Wheaton College Norton, Massachusetts

Home grown: Students cultivate “real food” movement

Farmers market“Eating local” is a practice that’s growing faster than corn in July. In a 2009 survey conducted by the National Restaurant Association, professional chefs ranked locally grown produce as the hottest food trend of the year.

When it comes to local, you can’t get any closer than your own backyard—or in Wheaton’s case, the Dimple.

Last fall, a group of Wheaton students teamed up with Jennis Heal, executive chef in Dining Services, to organize a weekly farmers’ market in the Dimple. Students, faculty and staff flocked to the Friday afternoon markets to purchase produce, breads, cheeses, soaps and other goods offered by local farmers.

The market—slated to return this spring—was sponsored by a new student club called AfterTaste: Wheaton’s Real Food Movement. The group’s mission is to heighten campus awareness of sustainable eating practices and the merits of buying local and organic foods. Members also hope to spark a broader discussion about the culture and politics of food “and how important it is for us to reconnect with what we see on our plate,” says Lana Rosen ’13, the group’s co-founder.

Members of AfterTaste sponsored a stand of their own at the farmers’ market, selling honey and sandwiches they made on the spot with locally produced breads, mozzarella and tomatoes, interlaced with basil grown by students in a campus greenhouse.

The greenhouse, located at the western edge of the Presidents’ House lawn, had sat abandoned for 17 years. It was completely overgrown when Anne Hooper ’13 decided to bring it back to productive life, following previous efforts by other students. In the spring of 2010, Hooper enlisted a group of students to help clean up and refurbish the building, and in September they installed and fertilized new topsoil, then planted parsley, basil, rosemary and lettuce. Chef Heal provided contacts with local farmers, who donated soil and plants for the project.

At the final farmers’ market in November, the greenhouse students sold their first harvest of red-leaf lettuce for $1 a head. Eventually, they hope to produce enough to supply greens to the campus dining halls.

For these and other “green” initiatives, Wheaton students earned an “A” in sustainability from the Sustainable Endowments Institute, a nonprofit organization that works to advance sustainability practices in higher education. The organization’s 2011 college sustainability report card, which profiled 322 schools, awarded Wheaton its highest score for student involvement.

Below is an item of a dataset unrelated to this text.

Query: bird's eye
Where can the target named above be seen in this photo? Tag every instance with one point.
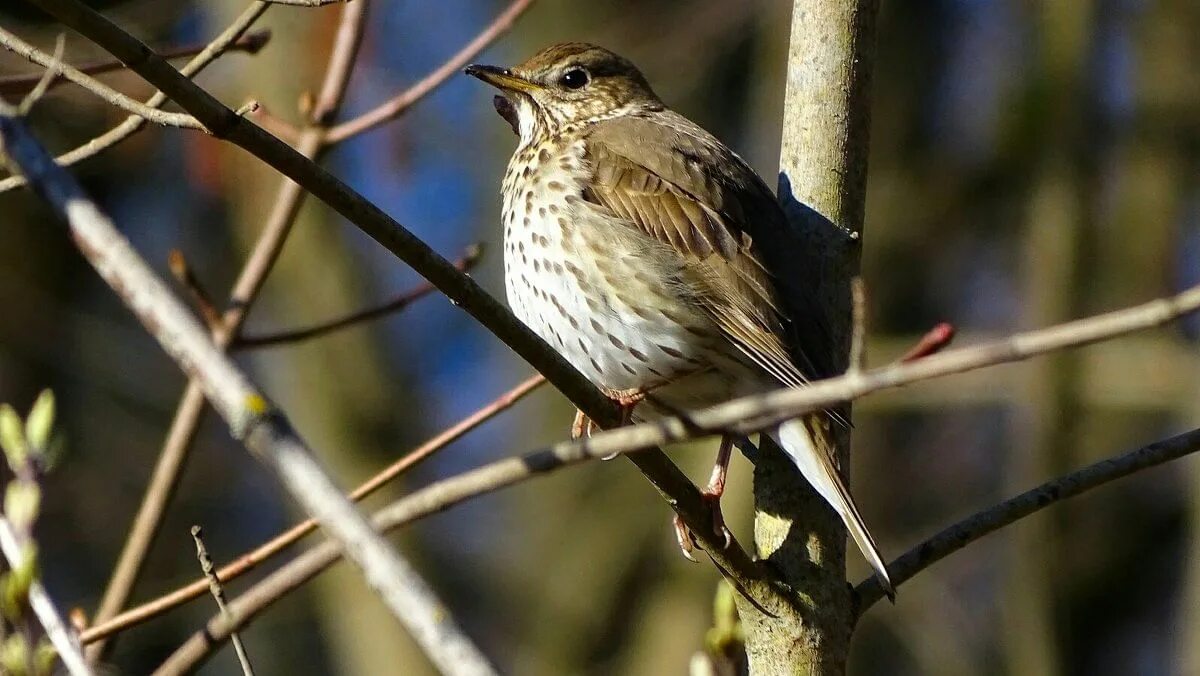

Sustainability efforts gained momentum on campus in 2008, when Sierra Flanigan ’09 and Chad Mirmelli ’09 planned and planted an apple orchard in the garden behind the Presidents’ House. The orchard has since been expanded, and though it has yet to bear fruit, it has sprouted a related outreach project called SEEDS—Sustainable Education for Environmental Development. Originally conceived by Sarah Krause ’10, SEEDS focuses on hands-on environmental education, inviting local children to campus for monthly events. Last fall the group hosted an apple festival, a campus tree walk and a greenhouse tour. Some of the SEEDS members also created a series of environmental lesson plans in a collaborative independent study that focused on outdoor education.

“We try to facilitate environmental learning by fostering direct relationships with the natural world,” says SEEDS co-president Katherine Stanley ’12. Ultimately, SEEDS hopes to create an outdoor classroom in the apple orchard.

Individual students have also undertaken projects related to the local food movement. For instance, Angelica Sullam ’12 used her Regional Scholarship to support a summer internship in which she researched the practices of Rhode Island farmers. She writes about food and farming in her blog, The Wheaton Tomato (wheatontomato.blogspot.com).

“When you get something at a farmers’ market, it usually has been picked that day,” says Sullam. “It’s fresher, tastier and healthier. We need to value and support local farmers, especially sustainable farms, because they are the ones who will continue to function in the long run and not destroy the earth’s health.”